I don’t really know if I’m forgetting something obvious or not. Code sample below:

@st.cache
def get_model():
    return hub.load("https://tfhub.dev/google/universal-sentence-encoder-multilingual-large/3")

And the error I get is:

UnhashableType: Cannot hash object of type google.protobuf.pyext._message.RepeatedScalarContainer

Thanks in advance and keep up the good work!

nthmost · February 14, 2020, 9:29pm

Hi @Snertie – Can you tell me what happens when you do something like this:

from google.protobuf.pyext._message import RepeatedScalarContainer 

[...your code...]  

@st.cache(hash_funcs={RepeatedScalarContainer: id})
def get_model():
    return hub.load("https://tfhub.dev/google/universal-sentence-encoder-multilingual-large/3")

?

Snertie · February 17, 2020, 8:15am

Thanks @nthmost!

I had conflicting packages that wouldn’t let me import the RepeatedScalarContainer but that’s fixed now! Although I now get another error:

UnhashableType: Cannot hash object of type _thread.RLock

FYI the type of the loaded model (which I apparently can’t reach) is returned as:
tensorflow.python.saved_model.load.Loader._recreate_base_user_object.<locals>._UserObject

I resolved the issue using allow_output_mutation=True.
Thanks for the help!

romeodespres · February 18, 2020, 5:28pm

Hi, here is another one:

Cannot hash object of type CompiledFFI

It happens when trying to create a connection to a Snowflake database. I provide the code below for exhausitivity but I’m not sure it really helps, since the CompiledFFI class is not Snowflake-specific. Thing is I don’t even know where to find this class to implement a custom hash_func… And it is quite annoying cause I do need to cache the results of database queries.

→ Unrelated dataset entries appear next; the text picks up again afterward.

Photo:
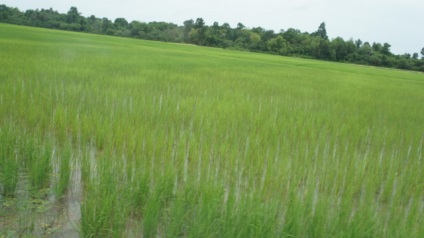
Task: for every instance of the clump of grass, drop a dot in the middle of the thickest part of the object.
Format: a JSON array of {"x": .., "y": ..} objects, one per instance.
[
  {"x": 190, "y": 141},
  {"x": 64, "y": 160},
  {"x": 9, "y": 164}
]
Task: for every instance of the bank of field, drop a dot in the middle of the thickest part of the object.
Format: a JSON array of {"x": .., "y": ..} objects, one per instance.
[{"x": 151, "y": 139}]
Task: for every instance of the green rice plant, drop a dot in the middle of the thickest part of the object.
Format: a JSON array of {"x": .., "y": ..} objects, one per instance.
[
  {"x": 38, "y": 161},
  {"x": 9, "y": 164},
  {"x": 105, "y": 207},
  {"x": 178, "y": 140},
  {"x": 64, "y": 170}
]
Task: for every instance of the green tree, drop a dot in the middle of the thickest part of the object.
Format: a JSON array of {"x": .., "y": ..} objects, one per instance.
[
  {"x": 278, "y": 45},
  {"x": 73, "y": 15},
  {"x": 321, "y": 32},
  {"x": 188, "y": 26}
]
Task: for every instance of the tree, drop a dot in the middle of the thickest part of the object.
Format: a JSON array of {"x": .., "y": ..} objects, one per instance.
[
  {"x": 121, "y": 22},
  {"x": 321, "y": 32},
  {"x": 385, "y": 50},
  {"x": 188, "y": 25},
  {"x": 73, "y": 15}
]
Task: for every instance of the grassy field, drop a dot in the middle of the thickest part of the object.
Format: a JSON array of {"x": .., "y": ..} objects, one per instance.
[{"x": 150, "y": 139}]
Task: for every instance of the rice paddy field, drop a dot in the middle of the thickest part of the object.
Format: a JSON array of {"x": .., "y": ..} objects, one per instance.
[{"x": 113, "y": 137}]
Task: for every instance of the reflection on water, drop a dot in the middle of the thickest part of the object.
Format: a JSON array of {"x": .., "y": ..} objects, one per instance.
[{"x": 42, "y": 214}]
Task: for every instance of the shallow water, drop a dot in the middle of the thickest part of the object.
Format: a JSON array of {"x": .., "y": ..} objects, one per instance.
[{"x": 41, "y": 214}]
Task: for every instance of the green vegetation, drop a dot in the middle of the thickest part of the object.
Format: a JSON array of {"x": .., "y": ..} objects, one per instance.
[
  {"x": 290, "y": 42},
  {"x": 177, "y": 140}
]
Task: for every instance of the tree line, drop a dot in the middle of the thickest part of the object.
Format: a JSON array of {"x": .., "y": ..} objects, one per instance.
[{"x": 290, "y": 42}]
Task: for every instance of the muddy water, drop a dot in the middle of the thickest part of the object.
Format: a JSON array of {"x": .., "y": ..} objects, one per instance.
[{"x": 43, "y": 215}]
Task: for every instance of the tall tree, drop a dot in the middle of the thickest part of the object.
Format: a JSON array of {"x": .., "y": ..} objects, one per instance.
[
  {"x": 321, "y": 32},
  {"x": 73, "y": 15}
]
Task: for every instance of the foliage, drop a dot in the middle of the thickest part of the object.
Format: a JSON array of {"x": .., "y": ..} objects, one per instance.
[
  {"x": 296, "y": 43},
  {"x": 185, "y": 141}
]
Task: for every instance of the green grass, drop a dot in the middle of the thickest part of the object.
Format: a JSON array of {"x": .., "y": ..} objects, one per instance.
[{"x": 179, "y": 140}]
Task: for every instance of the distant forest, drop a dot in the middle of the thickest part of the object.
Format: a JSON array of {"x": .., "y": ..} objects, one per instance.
[{"x": 290, "y": 42}]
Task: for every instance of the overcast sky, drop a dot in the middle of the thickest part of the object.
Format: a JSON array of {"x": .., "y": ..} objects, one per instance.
[{"x": 397, "y": 22}]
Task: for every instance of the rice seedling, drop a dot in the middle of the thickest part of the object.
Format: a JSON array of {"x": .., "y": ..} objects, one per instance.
[{"x": 177, "y": 140}]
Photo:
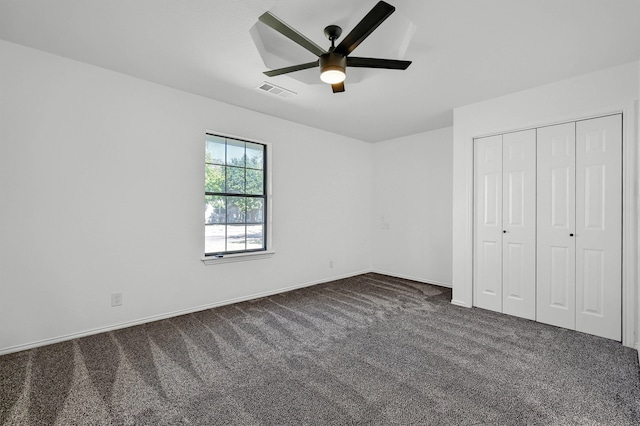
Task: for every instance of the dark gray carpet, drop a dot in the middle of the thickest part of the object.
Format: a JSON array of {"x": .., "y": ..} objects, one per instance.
[{"x": 365, "y": 350}]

Thanks for your great software and your assistance

import snowflake.connector

@st.cache
def get_database_connection():
    return snowflake.connector.connect(
       user='XXXX',
       password='XXXX',
       account='XXXX'
    )

nthmost · February 19, 2020, 10:12pm

Hi @romeodespres,

In your case, it might work to use allow_output_mutation=True in your st.cache declaration. I.e.:

@st.cache(allow_output_mutation=True)
def get_database_connection():
    return snowflake.connector.connect(
       user='XXXX',
       password='XXXX',
       account='XXXX'
    )

The reason is that this will prevent Streamlit from trying to hash this connection object as part of its key.

Let us know if that works!

romeodespres · February 20, 2020, 9:24am

It does work, thank you! Now that you say it it seems obvious. Shouldn’t the error message suggest your solution? I believe one reason I didn’t think of it is that the message strongly pointed toward hash_func.

While caching some code, Streamlit encountered an object of type CompiledFFI. You’ll
need to help Streamlit understand how to hash that type with the hash_funcs argument.
For example:

@st.cache(hash_funcs={CompiledFFI: my_hash_func})
def my_func(...):
    ...

Please see the hash_funcs documentation for more details.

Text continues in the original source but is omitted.